How we do 1st stage Triage is documented in the wiki, as this procedure is still changing a lot.

Your team handles the following interrupt based type of work:

Classification Description Action

Incident

Unplanned interruption to or quality reduction of a service

Refine task to usable state and resolve incident.

Incident Prevention

Prevent an Incident proactively. Usually with the help of monitoring / graphs, for example a disk filling up, etc.

Resolve the situation to prevent potential Incident. Create Problem task for the Home-Squad to solve the underlying issue.

Request

Request from a customer (or internally) for information, advice, a easy and standard change, or access to a service

Clarify requirements (with customer), assess (authorization, feasibility, security, effort, impact, etc.), work on and complete task. Transform into a Change if needed.

The following task are usually not considered interrupt based work and can be planned by your team:

Classification Description Action

Change

The addition, modification or removal of anything that could have an impact on a running service.

Handover to the Service Manager or the Technical Service Manager for clarification and further refinement. Assign to Home-Squad if clear which Squad.

Problem

Root-cause analysis and potential resolution planning for one or more current, potential and past Incidents

Handover to the Service Manager, the Technical Service Manager or the Product Owner for clarification and further planning. Assign to Home-Squad if clear which Squad.

Project Task

A task belonging to a running project.

Handover to the Project Manager of the project for further refinement and planning.

Everything else

Tasks not fitting into this classification table, for example: Sales, backoffice, finance and organizational development tasks, Research task and similar.
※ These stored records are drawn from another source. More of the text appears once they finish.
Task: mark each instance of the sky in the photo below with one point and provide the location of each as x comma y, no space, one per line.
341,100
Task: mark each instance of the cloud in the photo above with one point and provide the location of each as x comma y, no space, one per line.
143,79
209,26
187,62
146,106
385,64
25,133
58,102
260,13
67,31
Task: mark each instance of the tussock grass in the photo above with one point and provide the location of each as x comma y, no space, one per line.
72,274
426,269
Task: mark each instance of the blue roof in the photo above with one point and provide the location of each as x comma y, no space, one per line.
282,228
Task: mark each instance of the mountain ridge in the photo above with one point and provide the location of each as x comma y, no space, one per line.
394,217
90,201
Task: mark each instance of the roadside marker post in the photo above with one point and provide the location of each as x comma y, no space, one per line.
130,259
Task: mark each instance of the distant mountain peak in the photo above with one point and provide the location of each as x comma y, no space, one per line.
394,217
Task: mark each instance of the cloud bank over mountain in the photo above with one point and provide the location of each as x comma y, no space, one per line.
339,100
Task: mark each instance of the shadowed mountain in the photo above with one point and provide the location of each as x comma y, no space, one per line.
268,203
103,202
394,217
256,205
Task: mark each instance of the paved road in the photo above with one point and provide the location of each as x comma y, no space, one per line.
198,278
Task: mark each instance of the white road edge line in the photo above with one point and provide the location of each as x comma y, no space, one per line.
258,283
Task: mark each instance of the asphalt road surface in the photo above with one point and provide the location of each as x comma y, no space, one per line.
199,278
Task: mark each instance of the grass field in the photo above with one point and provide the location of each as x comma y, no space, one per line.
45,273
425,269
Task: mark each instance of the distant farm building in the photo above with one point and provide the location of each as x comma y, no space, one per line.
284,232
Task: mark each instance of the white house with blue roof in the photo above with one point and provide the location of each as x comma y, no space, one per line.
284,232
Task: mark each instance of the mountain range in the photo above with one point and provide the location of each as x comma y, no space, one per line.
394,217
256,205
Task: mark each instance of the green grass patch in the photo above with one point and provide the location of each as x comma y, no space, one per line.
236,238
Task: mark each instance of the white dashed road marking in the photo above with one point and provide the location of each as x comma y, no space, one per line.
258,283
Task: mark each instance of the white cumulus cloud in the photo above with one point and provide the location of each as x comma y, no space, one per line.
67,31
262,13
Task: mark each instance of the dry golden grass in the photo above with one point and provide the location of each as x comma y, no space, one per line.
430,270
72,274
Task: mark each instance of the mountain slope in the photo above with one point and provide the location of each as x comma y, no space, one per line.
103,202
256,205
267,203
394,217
Check with the creator of the ticket to handle the ticket to a point that it doesn’t longer show up in Triage filters.

2nd stage Triage

Done by the Ticket Triage VSHNeer or the VSHNeer starting to work on a urgent ticket for all tickets that come from 1st stage Triage
Depending on the urgency, resolving the Incident is usually more important than refining the ticket.

Goals
  • Ensure ticket quality

    • Make it possible to review tickets (task deliverables, reproduce issue, etc.)

    • Eliminate misunderstandings between customer / VSHN

    • Make tickets look the same, where useful. No one likes to start working on ugly tickets

  • Have estimates on bigger tasks

    • Make it possible to escalate when estimate is reached soon

  • Actually Select the ticket, so that it appears on Kanban Board

How we do 2nd stage Triage is documented in the wiki, as this procedure is still changing a lot.

How we work with tickets

Once tickets went through Ticket Triage, they either appear on our Kanban board or as New tickets in your team. It’s up to your team how you actually plan and work on your tasks.

Creating tickets for other teams

  • Create the new ticket correctly (squad, blocks, summary, template, etc.) - basically the ticket has 2nd stage Triage quality.

  • Add a follows link to the original task - which was the reason for creating this task

  • Assign the ticket to the other team

  • Leave the ticket in the New state

    • Tickets in "New" state must not have any time logged on them. You must log time on the previous ticket instead.

    • When unsure whether the ticket is seen and picked up by the other team, inform the team about the new ticket

    • It’s up to the teams how they see and handle such tickets, usually they have daily e-mail notification for New tickets and go over all New tickets in the weekly planning.

Leaving tickets in the New state is crucial. Only then tickets pop-up in filters of other teams and can get e-mail notified automatically. Also it’s the team’s job to decide what they do with such a ticket.